从灌县返回金牛坝时,路过莲花社,毛泽东见路边的田里有几个社员在干活。他叫车停下,跨过路边的小石桥朝田里走去。他见到的第一个人叫冉贵全,此公以懒散著名,天天赶场吃茶,很少做活路。懒王做梦都没想到会在家乡的田坎上见到毛主席,目瞪口呆一句话说不出。毛泽东跨进麦田,见有杂草,说:“要把草除干净。”冉只知点头。毛泽东又问:“每亩收多少斤?”

冉张口结舌,毛泽东伸出四个指头:“四百斤?”

冉终于开口:“差不多,每亩四百二三。”

那年月,粮食产量是极为敏感的话题,毛泽东问冉贵全:“粮食多了怎么办?”冉答: “卖给国家。”毛泽东问:“卖给国家,你们赞不赞成?”冉答:“当然赞成。”

毛主席笑着说:“我看你就有些不大赞成吧?”周围的人都笑起来。

毛泽东又跨进一块苕菜田,和几个妇女一起摘苕菜,记者在一旁不停地拍照,社员们被这突如其来的场面弄得紧张万分,连“毛主席”三个字都没叫出口,直到毛泽东的车队消失在暮色中,有人才如梦初醒地叫起来:“毛主席来了!”

第二天,莲花社召开社员大会,一致通过更名为“幸福社”。社里的干部硬是想不通,懒王冉贵全为何有这份福气!

会议期间,几位中央领导到会议地点附近视察。视察地点都是经省委事先安排的。毛泽东的视察地点是郫县红光社。

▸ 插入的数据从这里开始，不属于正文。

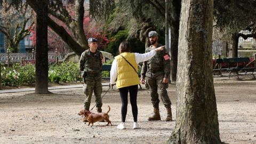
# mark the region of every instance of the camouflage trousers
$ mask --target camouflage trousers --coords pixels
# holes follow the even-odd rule
[[[148,83],[149,86],[151,95],[151,102],[154,108],[159,108],[159,98],[157,93],[158,89],[160,96],[164,107],[166,108],[171,107],[171,100],[167,93],[166,89],[168,88],[168,83],[163,83],[164,75],[160,75],[156,77],[148,77]]]
[[[102,85],[101,84],[101,79],[86,79],[84,81],[86,84],[84,85],[83,91],[85,94],[85,100],[84,101],[84,108],[90,110],[90,105],[91,105],[91,99],[92,98],[92,93],[94,92],[95,102],[97,103],[96,107],[97,109],[101,109],[102,106],[101,101],[101,93],[102,93]]]

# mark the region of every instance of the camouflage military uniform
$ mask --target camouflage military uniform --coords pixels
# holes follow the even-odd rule
[[[79,68],[82,74],[86,75],[84,77],[84,83],[83,89],[85,94],[84,108],[89,110],[91,104],[91,99],[92,92],[94,91],[95,102],[98,102],[96,107],[98,110],[101,109],[102,102],[101,101],[101,93],[102,86],[101,84],[101,68],[102,54],[98,50],[95,53],[92,53],[90,50],[87,50],[82,53],[79,60]],[[83,73],[84,71],[84,73]],[[99,110],[98,110],[99,111]]]
[[[158,44],[157,47],[162,45]],[[150,45],[146,49],[145,53],[152,50],[152,46]],[[148,78],[147,82],[150,90],[151,102],[154,108],[159,108],[159,100],[157,88],[160,90],[160,95],[165,107],[171,107],[171,101],[166,91],[168,83],[163,83],[164,77],[168,77],[171,69],[170,59],[165,60],[163,58],[166,54],[168,54],[168,52],[165,48],[163,51],[157,51],[153,58],[143,63],[141,69],[142,78],[145,78],[146,76]]]

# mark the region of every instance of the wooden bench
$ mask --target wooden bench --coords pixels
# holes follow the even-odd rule
[[[215,61],[215,65],[213,67],[213,76],[219,76],[220,77],[222,76],[222,74],[221,73],[221,68],[222,68],[222,63],[223,62],[222,59],[217,59]]]
[[[246,64],[250,63],[251,60],[249,58],[223,58],[222,59],[223,63],[227,63],[228,68],[226,69],[228,72],[228,78],[231,76],[236,76],[237,78],[239,78],[239,73],[241,71],[244,71],[244,75],[252,75],[253,77],[255,78],[253,72],[255,68],[254,66],[249,67],[250,65]],[[241,66],[245,66],[245,67],[242,67]],[[249,73],[250,71],[250,73]]]
[[[111,65],[102,65],[102,71],[107,71],[108,72],[108,76],[107,77],[102,77],[102,79],[110,79],[110,70],[111,70]],[[102,75],[102,73],[101,73],[101,75]]]

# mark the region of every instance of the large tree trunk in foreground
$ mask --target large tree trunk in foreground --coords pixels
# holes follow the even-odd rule
[[[168,143],[221,143],[212,76],[213,0],[183,0],[176,123]]]
[[[232,58],[238,56],[238,34],[234,33],[232,35]]]
[[[49,0],[27,1],[36,13],[36,93],[48,93],[47,18]]]

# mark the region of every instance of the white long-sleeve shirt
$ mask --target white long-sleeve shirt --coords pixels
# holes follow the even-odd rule
[[[152,57],[153,57],[155,55],[156,55],[156,52],[155,50],[151,50],[151,51],[145,53],[134,53],[135,54],[135,60],[136,61],[136,63],[139,63],[141,62],[147,61]],[[116,79],[117,77],[117,74],[118,74],[118,63],[117,62],[116,59],[114,59],[113,62],[112,63],[112,66],[111,67],[110,70],[110,84],[114,84],[116,83]]]

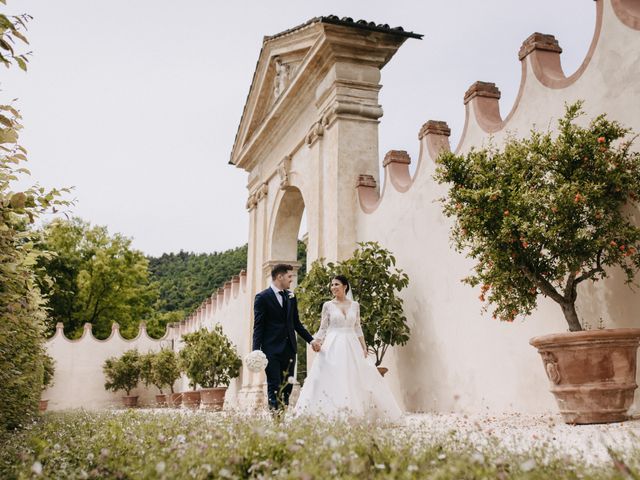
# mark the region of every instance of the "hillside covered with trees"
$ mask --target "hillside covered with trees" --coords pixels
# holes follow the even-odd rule
[[[160,312],[190,312],[233,275],[247,268],[247,246],[215,253],[165,253],[147,257],[158,285]]]

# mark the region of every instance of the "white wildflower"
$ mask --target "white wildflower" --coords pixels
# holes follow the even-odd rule
[[[231,471],[227,468],[221,468],[220,471],[218,472],[218,476],[220,478],[231,478],[232,474]]]
[[[530,472],[534,468],[536,468],[536,461],[533,458],[530,458],[520,464],[520,470],[523,472]]]
[[[268,363],[267,356],[262,350],[254,350],[244,357],[244,364],[254,373],[263,371]]]
[[[335,437],[329,435],[328,437],[325,437],[324,444],[329,448],[336,448],[339,445],[339,442]]]
[[[480,452],[474,452],[473,455],[471,455],[471,460],[475,463],[484,463],[484,455]]]
[[[42,475],[42,463],[38,460],[33,462],[33,465],[31,465],[31,471],[36,475]]]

红光社位于金牛坝以西几公里的合兴乡境内。1952年土改后,合兴乡双桂村雇农周桂林和萧绍群两口子,带头组织起全乡第一个互助组,1954年在县上工作组的帮助下,成立起全县第一个初级农业社,两口子一个当社长,一个当副社长。全社开大会讨论取个什么响亮的名字,队长张登云说,毛主席来了太阳红,就叫“红光社”,众人鼓掌叫好。1956年红光社由初级社转高级社,1958年初又将6个高级社合并为194户、26个生产队的大社,是从县到省的合作化先进单位。

红光社几天前已经接到通知,说有中央首长要来视察。16日这天,县委农工部部长潘兆清、办公室主任王春莲等,以及社里的干部一大早就在社办公室等候。那是川西坝子一个常见的阴天,等到下午六点暮色降临,还不见首长踪影,周桂林想中央领导劳累了一天,现在该吃饭休息了,就叫妻子萧绍群先回去喂猪。

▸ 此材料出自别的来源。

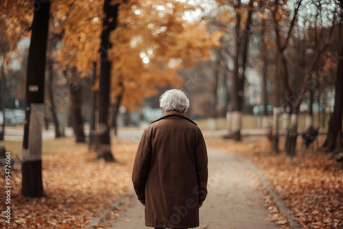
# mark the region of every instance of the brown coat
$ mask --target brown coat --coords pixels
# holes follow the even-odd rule
[[[145,226],[199,226],[199,202],[207,195],[207,152],[202,134],[181,112],[170,111],[144,130],[132,182],[145,203]]]

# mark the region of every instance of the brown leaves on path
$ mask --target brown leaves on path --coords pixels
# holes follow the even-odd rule
[[[206,145],[250,160],[271,182],[303,228],[342,228],[343,170],[333,153],[314,149],[316,143],[306,149],[300,146],[302,139],[298,140],[294,157],[285,152],[272,154],[266,138],[248,138],[239,143],[211,139]],[[318,145],[323,140],[320,138]],[[283,223],[276,214],[271,213],[271,218],[275,217],[271,220]]]
[[[23,197],[21,171],[11,173],[11,224],[0,217],[0,228],[84,228],[131,188],[131,168],[137,144],[115,139],[113,152],[119,162],[95,160],[86,144],[73,138],[43,141],[43,181],[45,197]],[[0,186],[4,186],[4,179]],[[0,200],[5,200],[0,193]],[[1,200],[2,201],[2,200]],[[4,204],[1,204],[3,216]]]

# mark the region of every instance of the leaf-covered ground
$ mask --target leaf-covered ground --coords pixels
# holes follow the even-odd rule
[[[8,144],[5,145],[9,151],[21,147],[20,142]],[[343,170],[333,154],[298,145],[295,157],[284,152],[276,155],[270,153],[270,143],[264,138],[245,138],[241,143],[207,139],[206,144],[252,161],[270,180],[304,228],[343,228]],[[86,228],[91,218],[110,209],[110,205],[132,187],[131,168],[137,145],[115,139],[112,145],[116,163],[95,160],[96,153],[89,152],[86,144],[75,144],[73,138],[45,141],[43,176],[46,196],[21,197],[21,171],[16,167],[18,170],[11,173],[11,224],[5,224],[5,195],[1,191],[0,228]],[[283,148],[283,143],[280,145]],[[0,186],[5,186],[3,178]],[[287,228],[285,216],[271,197],[265,195],[264,198],[270,220]],[[115,210],[110,213],[117,215]]]
[[[333,153],[318,149],[320,138],[309,149],[301,146],[298,138],[297,155],[271,153],[265,138],[247,138],[240,143],[232,140],[207,140],[208,147],[239,154],[262,171],[285,201],[303,228],[343,228],[343,169]],[[281,149],[284,143],[280,143]],[[276,209],[266,197],[270,220],[281,221]]]
[[[13,144],[15,142],[6,146],[6,149]],[[127,195],[137,144],[115,140],[113,153],[118,161],[116,163],[95,160],[96,153],[89,152],[87,147],[86,144],[75,144],[71,138],[45,141],[43,181],[45,197],[21,197],[21,171],[12,171],[11,224],[5,222],[5,195],[1,191],[0,228],[85,228],[90,219],[101,215],[110,208],[111,204]],[[5,186],[3,178],[0,179],[0,186]]]

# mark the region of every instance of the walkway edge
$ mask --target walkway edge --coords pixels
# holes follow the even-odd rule
[[[120,196],[118,198],[118,200],[112,204],[110,210],[107,210],[104,211],[99,217],[93,217],[91,219],[89,219],[88,226],[87,228],[88,229],[95,229],[97,225],[100,224],[104,221],[104,219],[105,219],[105,218],[106,217],[110,215],[110,213],[112,210],[117,210],[118,208],[121,204],[123,204],[124,201],[126,199],[129,199],[129,198],[132,197],[133,196],[134,193],[134,191],[131,190],[129,191],[129,193],[128,195],[123,195]]]
[[[251,171],[252,171],[254,173],[255,173],[256,175],[257,175],[263,185],[265,187],[265,189],[269,193],[269,195],[270,195],[274,198],[275,204],[278,207],[279,210],[286,215],[288,222],[289,223],[289,226],[292,229],[301,229],[301,226],[300,226],[298,221],[296,221],[293,214],[286,206],[286,204],[285,204],[283,200],[281,199],[281,197],[280,197],[279,194],[274,189],[272,183],[270,183],[270,182],[264,176],[262,172],[259,169],[257,169],[250,161],[246,159],[242,156],[237,154],[235,155],[237,158],[239,158],[242,161],[242,162],[244,162]]]

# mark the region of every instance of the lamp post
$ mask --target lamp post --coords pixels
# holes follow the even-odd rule
[[[1,84],[1,111],[3,113],[2,115],[2,128],[1,131],[0,131],[0,141],[3,141],[4,136],[5,136],[5,75],[3,74],[3,66],[1,67],[1,76],[2,79],[1,81],[0,81]]]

萧绍群离开不久,社办公室的电话就响起来,通知中央首长已前来红光社。聚集在办公室的干部们前往公路边迎候,没走几步,两辆黑色轿车已经到达,担任向导的刘致台第一个下车,接着是身材高大的毛泽东。众人齐声欢呼。毛泽东下车环顾四周,道:“这里是一片青枝绿叶啊。”

“我们先看一户人家好不好?”毛泽东说着便信马由缰向就近的一户农舍走去。

毛主席去的这户人家,男人叫温小凤,曾经做过甲长。乡下流传“乡长万户侯,保长嘴流油,甲长啃骨头”,新中国成立后保长以上都是“反革命”,甲长实际上是准反革命待遇。女主人叫林赛华,人称温幺娘,年近六十。因为这家人“政治上不干净”,常来常往的工作干部从不登门。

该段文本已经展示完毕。